Since the Division I NCAA lacrosse championships began in 1971, no team further south than North Carolina, further east than Princeton or further west than Syracuse has ever won the title. In fact, only seven different teams have ever taken the national championship trophy in its 33-year history: the aforementioned three teams, Johns Hopkins, Maryland, Cornell, and Virginia.
Lacrosse actually began in official competition at the collegiate level around the turn of the century, but until just a few years ago, programs in the West had yet to come to fruition. After the sport was featured in the 1904 Olympics in St. Louis, the United States Intercollegiate Lacrosse League was formed the next year. In similar fashion to the modern day, Johns Hopkins University dominated the league, winning the Southern Division four times in a row, and defeating the Northern Division champion three times. Hopkins also represented the United States at an Olympic exhibition event against Canada in 1932, a game which is still remembered for the 80,000 spectators who watched it in Los Angeles. The growth of lacrosse continued steadily, and in 1950 there were 200 college, club and high school teams in the United States.
While the powerhouses of collegiate lacrosse still reside on the eastern seaboard, the sport continues to grow in popularity and spread westward. This past weekend, Virginia competed in the 2004 Pioneer Face-Off Classic held in Denver. While the Cavalier roster includes mostly recruits from the hotbeds of the sport in the Mid-Atlantic and New York, the two western schools in the tournament --Air Force and Denver -- boasted much more geographical diversity on their rosters.
The University of Denver, which hosted the Classic on Saturday and Sunday, boasts players from Colorado, Ohio, Washington, Missouri, Michigan, and Canada. Similarly, Air Force, a military service institution, recruited from around the nation to secure athletes from Utah, Colorado, Arizona and California.
While the strategy of the game has not changed as the sport has expanded westward, the competition has become vastly different.
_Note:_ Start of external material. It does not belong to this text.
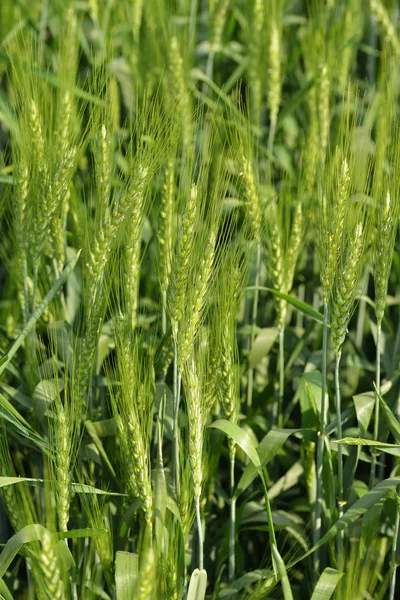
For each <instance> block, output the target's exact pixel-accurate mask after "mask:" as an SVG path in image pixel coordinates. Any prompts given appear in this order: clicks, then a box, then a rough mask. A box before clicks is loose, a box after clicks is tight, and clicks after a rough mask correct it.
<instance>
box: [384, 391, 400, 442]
mask: <svg viewBox="0 0 400 600" xmlns="http://www.w3.org/2000/svg"><path fill="white" fill-rule="evenodd" d="M379 403H380V405H381V408H382V412H383V414H384V416H385V419H386V421H387V424H388V426H389V429H390V431H391V432H392V435H393V437H394V439H395V440H396V442H397V443H398V444H400V423H399V422H398V420H397V418H396V417H395V415H394V414H393V412H392V411H391V410H390V408H389V407H388V405H387V404H386V402H385V401H384V399H383V398H382V396H379Z"/></svg>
"I was on the first youth team out here," Pioneer defenseman and Denver native Nathan Jones said. "I started in third grade and played all the way up. I think out here kids are really starting to get looks because the sport really is expanding in high school and even west of here in California, too. It will continue to grow and continue to get more competitive."
Beneath the Rocky Mountains this weekend, the talk of the expansion of lacrosse focused primarily on the development of local youth and high school teams. Primarily in the Mid-West, but also back in the founding land of the East, the sport has become one of the fastest growing in the United States. With this increase in participation comes an escalation in the talent pool available to Division I teams.
"I think that in terms of expansion of the game, it is growing at the high school level probably faster than any other sport in the country," Air Force coach Fred Acee said. "The unfortunate part about that is that a lot of kids aren't going to be able to play at top schools because there is going to be so much competition for those positions because of the lack of matching expansion at the college level."
As top eastern powerhouses such as Virginia and Hopkins pass on some of these new and frequently unknown athletes, the talent strengthens at smaller universities, including those now competing in the sport out West. With the arrival of coaches such as Air Force's Acee and Denver's Jamie Munro to up-and-coming schools, the eastern strategy and tradition of lacrosse expands westward and the athletes continue to become better lacrosse players.
"[A championship] is our goal -- why shouldn't it be?" Munro said. "This is our sixth year of Division I competition, and we're going to get better because our recruiting classes have gotten deeper and deeper."
The 2004 preseason coaches' poll by the Face-Off Yearbook included three mid-western teams -- Notre Dame at No. 16, Ohio State at No. 17 and Denver at No. 23. And with the Pioneers' victory this past weekend against the defending champion Cavaliers, Denver's national ranking can only rise and interest in the area for lacrosse can only continue to grow.
Last Saturday, Virginia was also defeated by unranked Air Force, a mid-level Division I lacrosse team which proved with such an incredible upset that they deserve to be taken seriously in the sport.
"You have to give these people credit here, at the University of Denver and Air Force," Virginia coach Dom Starsia said. "They are putting some resources into the sport in order to have the game grow a little bit. You can see the nice crowd here on a nice day, and who would have thought that a couple years back."
The Cavaliers' two-loss trip to the University of Denver last weekend marked a turning point in the future of collegiate lacrosse. For the first time in the Division I history, NCAA lacrosse teams beyond the powerhouses of the East Coast must be taken seriously as the sport continues to expand to the Mid-West, the Rocky Mountains and beyond.